Und genau das ist m.E. in vielen Fällen geschehen. Nur: Dann geht die Kalkulation des Arbeitgebers, die dafür sorgt dass Geld in die Kasse kommt und die Arbeitnehmer überhaupt bezahlt werden können nicht mehr auf.

Wenn bisher eben 48h Anwesenheit (oder mehr) am Arbeitsplatz mit einem Betrag X Euro bezahlt wurden und die Arbeitsleistung in diesen 48h beliebig abgerufen werden konnten, dann ist das etwas anderes, als wenn man jetzt wahlweise für X nur noch 40h am Arbeitsplatz sein muss oder man für 48h Anwesenheit am Arbeitsplatz eben X + Y Euro bekommen soll.

Am liebsten wollten die Arbeitnehmer sicherlich weiter 48h am Arbeitsplatz sein, das am besten in 2 x 24h oder wenn es denn schon unbedingt sein muss 4 x 12 h und natürlich auch die ganzen 48h voll bezahlt bekommen. Ist ja alles Arbeitszeit.

Der Arbeitgeber hätte aber eigentlich dann rechnen müssen, das das gehalt bisher für 48h - 5X h "Arbeitszeit" bezahlt wurde und sagen müssen "gut, ich teile das monatsgehalt durch die bisherige Stundenzahl, das gibt den Stundensatz und damit rechne ich dann die neue 40h-Woche mit entsprechendem (niedrigeren) Monatsgehalt aus. Auch nicht wirklich schön, diese Lösung...
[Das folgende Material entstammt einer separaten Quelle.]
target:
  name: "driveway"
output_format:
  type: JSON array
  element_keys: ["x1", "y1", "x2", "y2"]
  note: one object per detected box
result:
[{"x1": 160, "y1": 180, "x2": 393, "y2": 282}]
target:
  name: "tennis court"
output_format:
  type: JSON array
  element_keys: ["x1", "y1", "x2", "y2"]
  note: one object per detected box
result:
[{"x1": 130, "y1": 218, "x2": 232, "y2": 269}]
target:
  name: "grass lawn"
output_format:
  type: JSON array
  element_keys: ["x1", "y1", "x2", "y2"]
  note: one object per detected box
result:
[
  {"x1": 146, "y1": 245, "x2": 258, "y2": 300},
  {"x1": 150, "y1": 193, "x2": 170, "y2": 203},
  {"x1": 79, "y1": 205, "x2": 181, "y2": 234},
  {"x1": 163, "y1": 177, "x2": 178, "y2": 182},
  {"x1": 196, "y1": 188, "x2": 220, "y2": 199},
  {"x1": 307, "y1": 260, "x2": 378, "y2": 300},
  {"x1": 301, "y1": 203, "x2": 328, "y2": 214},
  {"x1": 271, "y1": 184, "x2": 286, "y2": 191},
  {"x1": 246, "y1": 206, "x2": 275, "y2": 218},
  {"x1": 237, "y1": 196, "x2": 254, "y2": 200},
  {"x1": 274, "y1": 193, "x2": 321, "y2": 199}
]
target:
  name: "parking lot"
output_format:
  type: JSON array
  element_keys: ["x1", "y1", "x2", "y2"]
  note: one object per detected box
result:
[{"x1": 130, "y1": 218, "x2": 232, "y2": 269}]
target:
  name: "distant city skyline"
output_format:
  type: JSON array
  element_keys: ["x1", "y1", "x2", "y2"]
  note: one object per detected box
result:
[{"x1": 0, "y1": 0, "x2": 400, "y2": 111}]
Diese Bereitschaftszeitproblematik ist i.d.R. (wenn man Klinikärzte mal außen vor lässt) ein überwiegendes nPol BOS Problem. Selbst bei der Polizei, als doch vergleichsweise artverwandte Truppe, gibt es keine vergleichbare Regelung mit Ruheräumen etc. Da bist Du, wenn Du Schicht hast i.d.R. auch schon immer durchgehend am arbeiten. Und A8 Polizeiobermeister ist nichts anderes als A8 Oberbrandmeister der Berufsfeuerwehr. Nur der eine arbeitet in seiner Schicht voll durch, der andere hat einen Ruheraum Der eine hatte immer schon öfters in der Woche kurze Schichten (da bei der Polizei keiner auf die Idee gekommen wäre, 24er Schichten zu fahren), der andere mußte in der Vergangenheit nur 2-3 Mal die Woche zum Dienst antreten.

Mit den einschlägigen Urteilen kam dann eben ein Paradigmenwechsel. mit den oben skizzierten Wünschen/ Träumen und Folgen. das beste aus beiden Welten geht eben nicht. Und unterm Strich wird es für die Arbeitgeber schon heute teurer. Denn wie gesagt, die monatlichen Bezüge werden ja im Vergleich zu bisher nicht gekürzt.



Geschrieben von Christian T.Gut, das es nicht nur "Arbeitgeber verschaff dir Vorteile" Gesetze gibt, sondern auch Arbeitsschutzregeln!

Komisch, dass die Arbeitsschutzregeln dann gerne mal keine Rolle spielen wenn es z.B. darum gehen würde, 24er-Schichten auch zukünftig zu erhalten. Da sind dann plötzlich Anzahl der Fahrten pro Woche und die teilweise exorbitanten Fahrtstrecken zwischen Wohnort und Dienstort (die man eben noch mit den 24ern geplant hat) ganz wichtig - und der Arbeitsschutzgedanke ganz unwichtig.


Geschrieben von Christian T.Wenn man deinen Beiträgen zum Thema "Arbeitnehmer" folgt, dann verliert man echt irgendwann den Glauben.

Ich versuche nur aufzuzeigen, dass es schlimmere Schicksale gibt, als zu arbeiten. Und dass man eigentlich mit etwas Nachdenken zu lösungen gekommen wäre, bei denen sich beide in die Augen geschaut hätten und alles weitgehend so gelassen hätten wie es bisher war, da beide dabei ihre Vorteile gehabt hätten. Da aber das offensichtlich nicht von beiden Seiten gewünscht war, muss man eben im gegebenen System "optimieren", d.h. in dem Rahmen, den eine (m.E. recht unsinnige) Rechtsprechung gesetzt hat unter den gegebenen Bedingungen (d.h. Geld = endlich, denn weder die Kommunen noch die RettD-Träger haben Gelddruckmaschinen im Keller stehen) eine möglichst hohe Outputleistung zu erzeugen.

Dieser Beitrag gibt ausschließlich meine persönliche Meinung zum Thema wieder!